Review by Frank Plowright
Matt’s a bit of a provocative dick, the kind of guy who doesn’t know when to shut his mouth and can’t tell when people aren’t having fun any more. It makes you kind of envious someone like that drives a prime 1960s Ford Mustang. Accompanying him in the back end of Arizona are Sheryl, who’s annoyed that they’re so far off the map, and Danni, who’s taking it a bit more calmly. Along the way they pick up hitch-hiker Dalton. That’s just before they hit the ghost town where real ghosts seem to be manifesting. Suffice to say, where the plot goes from there doesn’t improve anyone’s mood.
There’s far greater explicit adult content, but otherwise the wonderfully elegant black and white art of Francesco Francavilla brings to mind the serialised stories of the late 1970s and early 1980s British supernatural weeklies, which also used to feature refined Italian artists with admirable technique. We’re used to seeing his very individual looking colour art, but Francavilla’s equally amazing in plain black and white, really selling the horror with some memorably disturbing images.

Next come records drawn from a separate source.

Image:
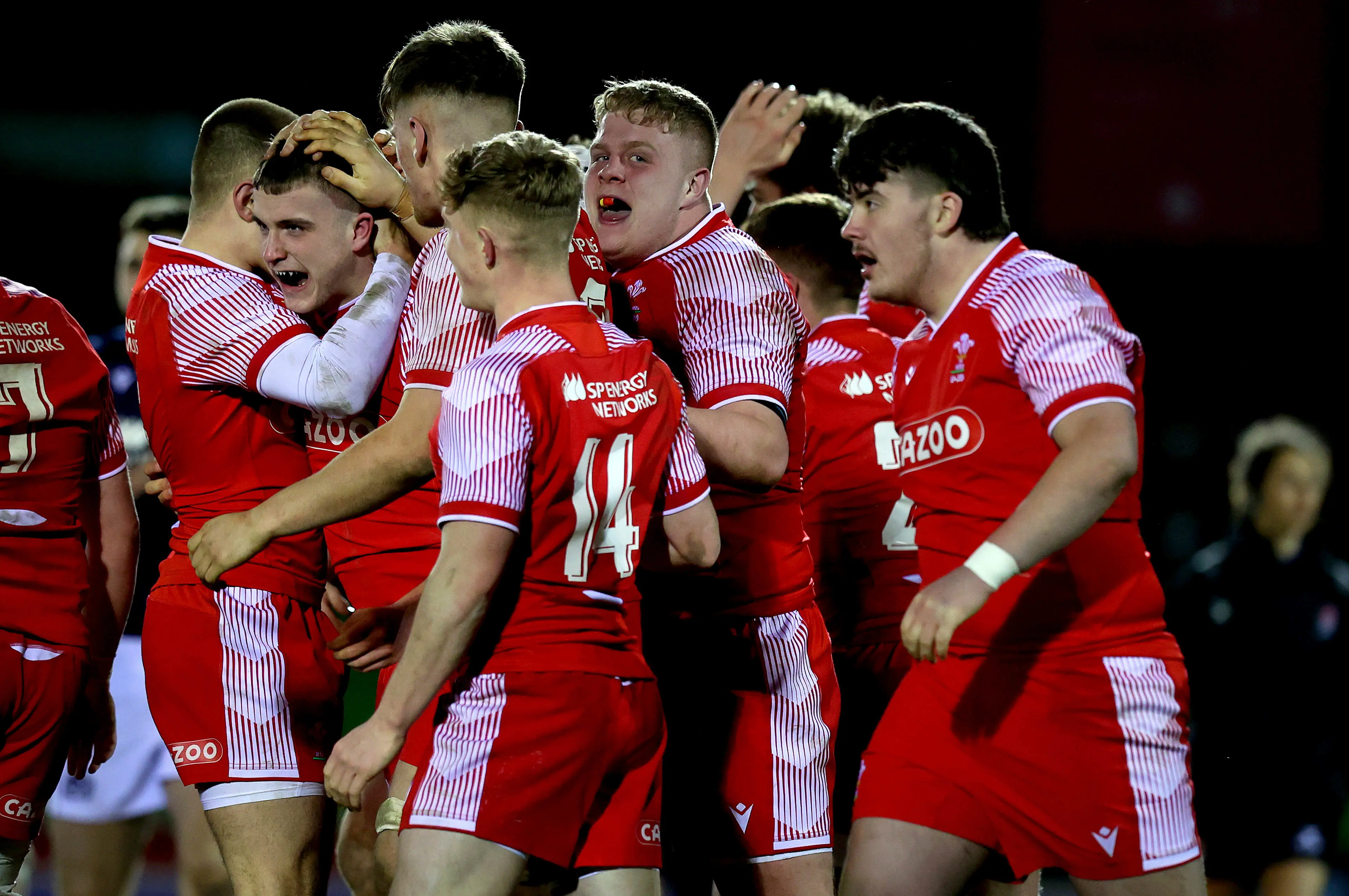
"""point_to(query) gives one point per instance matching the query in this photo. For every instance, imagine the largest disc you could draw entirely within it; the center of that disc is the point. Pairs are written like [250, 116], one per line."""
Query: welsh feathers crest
[962, 347]
[574, 389]
[856, 385]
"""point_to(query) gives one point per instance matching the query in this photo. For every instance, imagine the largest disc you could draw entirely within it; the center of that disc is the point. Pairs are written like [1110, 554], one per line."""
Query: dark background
[1177, 150]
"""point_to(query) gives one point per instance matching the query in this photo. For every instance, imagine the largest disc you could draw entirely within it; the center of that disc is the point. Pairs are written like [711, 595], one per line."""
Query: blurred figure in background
[99, 825]
[1260, 618]
[777, 142]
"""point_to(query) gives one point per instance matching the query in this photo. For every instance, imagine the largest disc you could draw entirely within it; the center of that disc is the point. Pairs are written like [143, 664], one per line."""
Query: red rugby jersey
[58, 434]
[1028, 341]
[896, 320]
[436, 337]
[199, 332]
[568, 432]
[866, 567]
[724, 318]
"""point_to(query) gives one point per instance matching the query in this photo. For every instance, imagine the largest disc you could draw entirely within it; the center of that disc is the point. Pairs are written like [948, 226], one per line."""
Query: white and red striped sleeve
[686, 474]
[740, 324]
[442, 335]
[1062, 341]
[486, 440]
[110, 449]
[223, 324]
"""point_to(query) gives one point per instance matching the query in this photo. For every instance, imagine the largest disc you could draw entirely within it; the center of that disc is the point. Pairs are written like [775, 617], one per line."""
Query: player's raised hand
[938, 610]
[367, 639]
[226, 543]
[764, 127]
[760, 134]
[374, 183]
[357, 759]
[384, 138]
[157, 484]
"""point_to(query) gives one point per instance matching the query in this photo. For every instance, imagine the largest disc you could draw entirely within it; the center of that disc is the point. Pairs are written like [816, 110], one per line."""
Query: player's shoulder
[846, 341]
[722, 261]
[1038, 284]
[41, 315]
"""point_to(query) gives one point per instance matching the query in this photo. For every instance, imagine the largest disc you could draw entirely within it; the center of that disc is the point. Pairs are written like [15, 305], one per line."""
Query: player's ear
[489, 247]
[363, 235]
[242, 200]
[695, 189]
[420, 141]
[946, 212]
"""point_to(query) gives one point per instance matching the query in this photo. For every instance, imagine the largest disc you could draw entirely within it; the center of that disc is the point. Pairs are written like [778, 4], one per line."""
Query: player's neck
[226, 238]
[818, 308]
[954, 260]
[529, 287]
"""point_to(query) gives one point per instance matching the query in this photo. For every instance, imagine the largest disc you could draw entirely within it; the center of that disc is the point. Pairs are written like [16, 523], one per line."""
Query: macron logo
[574, 389]
[1107, 837]
[856, 385]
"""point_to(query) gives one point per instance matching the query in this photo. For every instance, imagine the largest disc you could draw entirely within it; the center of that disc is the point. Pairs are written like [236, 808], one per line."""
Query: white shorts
[131, 784]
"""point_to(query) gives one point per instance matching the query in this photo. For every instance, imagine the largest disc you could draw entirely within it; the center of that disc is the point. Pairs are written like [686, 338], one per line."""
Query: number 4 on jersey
[24, 385]
[606, 529]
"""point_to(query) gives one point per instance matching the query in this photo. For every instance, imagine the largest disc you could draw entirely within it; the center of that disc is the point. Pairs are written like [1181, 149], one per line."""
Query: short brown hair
[231, 145]
[459, 58]
[806, 230]
[284, 173]
[827, 119]
[523, 177]
[657, 103]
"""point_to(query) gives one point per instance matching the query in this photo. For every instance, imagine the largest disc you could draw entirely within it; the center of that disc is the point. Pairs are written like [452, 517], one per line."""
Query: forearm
[730, 174]
[370, 474]
[442, 631]
[1074, 492]
[338, 374]
[745, 446]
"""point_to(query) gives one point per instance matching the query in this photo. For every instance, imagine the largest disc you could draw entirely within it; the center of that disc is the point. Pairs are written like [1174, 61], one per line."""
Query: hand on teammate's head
[374, 181]
[763, 129]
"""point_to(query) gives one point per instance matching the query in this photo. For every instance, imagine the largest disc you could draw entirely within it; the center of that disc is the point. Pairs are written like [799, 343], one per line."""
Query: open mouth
[292, 280]
[613, 210]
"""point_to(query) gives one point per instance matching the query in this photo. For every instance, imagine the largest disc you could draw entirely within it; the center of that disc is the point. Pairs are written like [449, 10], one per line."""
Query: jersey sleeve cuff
[743, 392]
[479, 512]
[267, 349]
[427, 378]
[1085, 397]
[111, 468]
[686, 498]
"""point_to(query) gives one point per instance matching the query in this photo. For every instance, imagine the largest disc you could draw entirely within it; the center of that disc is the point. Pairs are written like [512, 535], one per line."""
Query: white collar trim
[535, 308]
[960, 297]
[688, 237]
[169, 242]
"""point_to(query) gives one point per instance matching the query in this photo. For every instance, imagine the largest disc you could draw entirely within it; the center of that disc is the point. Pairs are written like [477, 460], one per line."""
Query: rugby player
[1045, 721]
[556, 446]
[741, 652]
[239, 681]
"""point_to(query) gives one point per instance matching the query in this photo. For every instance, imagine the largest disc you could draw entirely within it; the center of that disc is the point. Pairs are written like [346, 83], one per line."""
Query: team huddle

As far as the plot goes, Rick Remender and Seth Peck don’t stretch themselves much beyond the template of the strangers arriving in a strange town where everyone seems to have murderous intent. They cope nicely with the necessities of that template, however, and there’s a novelty in Danni’s native American heritage being integral to events. Beyond that, you’ll know what to expect, and who’s going to survive their experience, so just immerse yourself and wallow in it.